ROMA – A trentasei anni dall’omicidio di Simonetta Cesaroni, la Procura di Roma continua a esplorare nuove piste investigative. Secondo un’esclusiva pubblicata da la Repubblica, gli inquirenti hanno acquisito i profili genetici di sette persone, che pur non essendo mai state formalmente indagate, gravitavano attorno all’ambiente di via Poma all’epoca dei fatti. I campioni biologici, riferisce il quotidiano, sarebbero stati raccolti in modo discreto e saranno confrontati con le tracce di Dna ancora disponibili sui reperti sequestrati dopo il delitto del 7 agosto 1990. In particolare, gli accertamenti riguardano i residui biologici individuati sugli indumenti indossati da Simonetta Cesaroni, uccisa con 29 coltellate negli uffici degli Ostelli della Gioventù, nel quartiere Prati di Roma.
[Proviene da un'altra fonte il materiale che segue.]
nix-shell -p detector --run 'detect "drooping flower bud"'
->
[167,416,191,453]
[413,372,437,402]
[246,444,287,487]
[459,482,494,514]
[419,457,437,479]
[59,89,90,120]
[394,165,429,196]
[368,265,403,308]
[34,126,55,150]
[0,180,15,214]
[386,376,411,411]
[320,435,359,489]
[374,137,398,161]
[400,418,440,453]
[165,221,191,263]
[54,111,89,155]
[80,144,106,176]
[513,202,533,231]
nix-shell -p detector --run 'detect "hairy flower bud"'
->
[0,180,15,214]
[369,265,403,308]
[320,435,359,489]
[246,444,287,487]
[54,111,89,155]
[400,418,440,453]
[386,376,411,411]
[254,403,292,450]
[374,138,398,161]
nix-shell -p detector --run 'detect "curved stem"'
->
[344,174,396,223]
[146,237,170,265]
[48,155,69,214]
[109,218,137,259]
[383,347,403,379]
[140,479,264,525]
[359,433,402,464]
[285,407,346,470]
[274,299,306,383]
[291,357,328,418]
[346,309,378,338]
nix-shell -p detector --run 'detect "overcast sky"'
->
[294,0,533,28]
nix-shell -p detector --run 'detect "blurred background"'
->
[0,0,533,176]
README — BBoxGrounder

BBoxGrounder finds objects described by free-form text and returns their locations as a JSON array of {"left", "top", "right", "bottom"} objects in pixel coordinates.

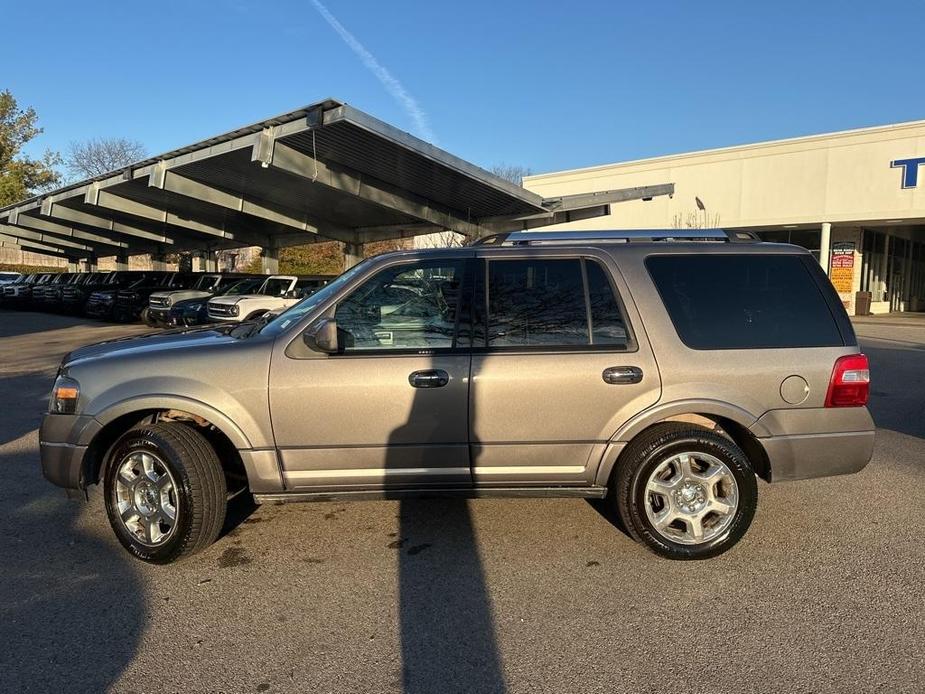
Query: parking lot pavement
[{"left": 0, "top": 310, "right": 925, "bottom": 694}]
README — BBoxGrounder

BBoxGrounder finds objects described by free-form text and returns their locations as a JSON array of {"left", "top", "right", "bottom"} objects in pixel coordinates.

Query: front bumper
[
  {"left": 39, "top": 414, "right": 102, "bottom": 489},
  {"left": 752, "top": 407, "right": 875, "bottom": 482}
]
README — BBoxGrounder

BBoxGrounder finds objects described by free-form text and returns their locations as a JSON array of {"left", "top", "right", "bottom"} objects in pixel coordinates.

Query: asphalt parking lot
[{"left": 0, "top": 310, "right": 925, "bottom": 694}]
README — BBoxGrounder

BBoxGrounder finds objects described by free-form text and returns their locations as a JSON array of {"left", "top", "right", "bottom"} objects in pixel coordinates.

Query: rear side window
[
  {"left": 646, "top": 255, "right": 844, "bottom": 349},
  {"left": 475, "top": 258, "right": 629, "bottom": 349}
]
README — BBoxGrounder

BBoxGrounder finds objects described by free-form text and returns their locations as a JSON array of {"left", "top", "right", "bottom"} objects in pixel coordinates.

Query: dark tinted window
[
  {"left": 488, "top": 258, "right": 589, "bottom": 347},
  {"left": 646, "top": 255, "right": 844, "bottom": 349},
  {"left": 585, "top": 260, "right": 627, "bottom": 347}
]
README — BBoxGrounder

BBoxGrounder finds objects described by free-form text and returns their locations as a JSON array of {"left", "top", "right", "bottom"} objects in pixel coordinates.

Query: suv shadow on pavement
[
  {"left": 0, "top": 430, "right": 147, "bottom": 692},
  {"left": 385, "top": 364, "right": 506, "bottom": 694}
]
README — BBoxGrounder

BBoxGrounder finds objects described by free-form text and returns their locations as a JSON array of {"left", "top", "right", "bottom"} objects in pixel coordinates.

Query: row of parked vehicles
[{"left": 0, "top": 270, "right": 330, "bottom": 326}]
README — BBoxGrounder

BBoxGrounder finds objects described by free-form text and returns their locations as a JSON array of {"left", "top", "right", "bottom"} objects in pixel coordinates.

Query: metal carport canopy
[{"left": 0, "top": 99, "right": 674, "bottom": 258}]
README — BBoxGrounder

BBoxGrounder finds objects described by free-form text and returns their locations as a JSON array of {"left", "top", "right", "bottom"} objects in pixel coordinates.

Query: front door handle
[
  {"left": 601, "top": 366, "right": 642, "bottom": 386},
  {"left": 408, "top": 369, "right": 450, "bottom": 388}
]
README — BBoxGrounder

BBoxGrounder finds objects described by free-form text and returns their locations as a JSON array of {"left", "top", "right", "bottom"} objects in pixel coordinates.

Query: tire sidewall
[
  {"left": 104, "top": 430, "right": 193, "bottom": 564},
  {"left": 629, "top": 436, "right": 758, "bottom": 559}
]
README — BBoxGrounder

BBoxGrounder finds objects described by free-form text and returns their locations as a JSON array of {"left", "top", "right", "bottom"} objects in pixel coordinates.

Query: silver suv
[{"left": 40, "top": 231, "right": 874, "bottom": 563}]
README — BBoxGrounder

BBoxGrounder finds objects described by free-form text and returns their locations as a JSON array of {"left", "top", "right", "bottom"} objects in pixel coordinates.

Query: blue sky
[{"left": 7, "top": 0, "right": 925, "bottom": 172}]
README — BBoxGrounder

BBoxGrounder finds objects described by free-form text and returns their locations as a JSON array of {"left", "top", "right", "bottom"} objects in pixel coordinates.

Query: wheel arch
[
  {"left": 595, "top": 400, "right": 771, "bottom": 486},
  {"left": 80, "top": 398, "right": 259, "bottom": 487}
]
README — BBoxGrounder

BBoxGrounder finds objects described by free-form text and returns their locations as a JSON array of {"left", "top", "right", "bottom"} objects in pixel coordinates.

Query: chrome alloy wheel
[
  {"left": 645, "top": 452, "right": 739, "bottom": 545},
  {"left": 112, "top": 451, "right": 177, "bottom": 547}
]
Il 4 giugno la procura ha disposto un “accertamento tecnico irripetibile” affidato ai Ris dei carabinieri. Le sette persone a cui apparterrebbero i dna non sono mai entrate formalmente nell’inchiesta e sarebbero cinque uomini e due donne. Secondo quanto emerge si tratta di cinque professionisti, di cui uno di altissimo livello, e due persone molto vicine a chi lavorava negli uffici di via Poma. L’attività investigativa prosegue dopo che il giudice per le indagini preliminari aveva respinto la richiesta di archiviazione, invitando gli inquirenti a proseguire gli approfondimenti. Da allora il Nucleo investigativo dei Carabinieri, coordinato dal pubblico ministero Alessandro Lia, ha ripreso l’esame dell’intero fascicolo. Negli ultimi mesi sono stati riascoltati numerosi testimoni, rivalutati alibi, riesaminati documenti e ricostruiti rapporti personali tra le persone che frequentavano il palazzo di via Poma. L’obiettivo è ricostruire con la maggiore precisione possibile presenze, movimenti e contatti registrati il giorno dell’omicidio. Le moderne tecniche di genetica forense consentono analisi molto più sofisticate rispetto a quelle disponibili negli anni Novanta, da qui potrebbe arrivare la svolta.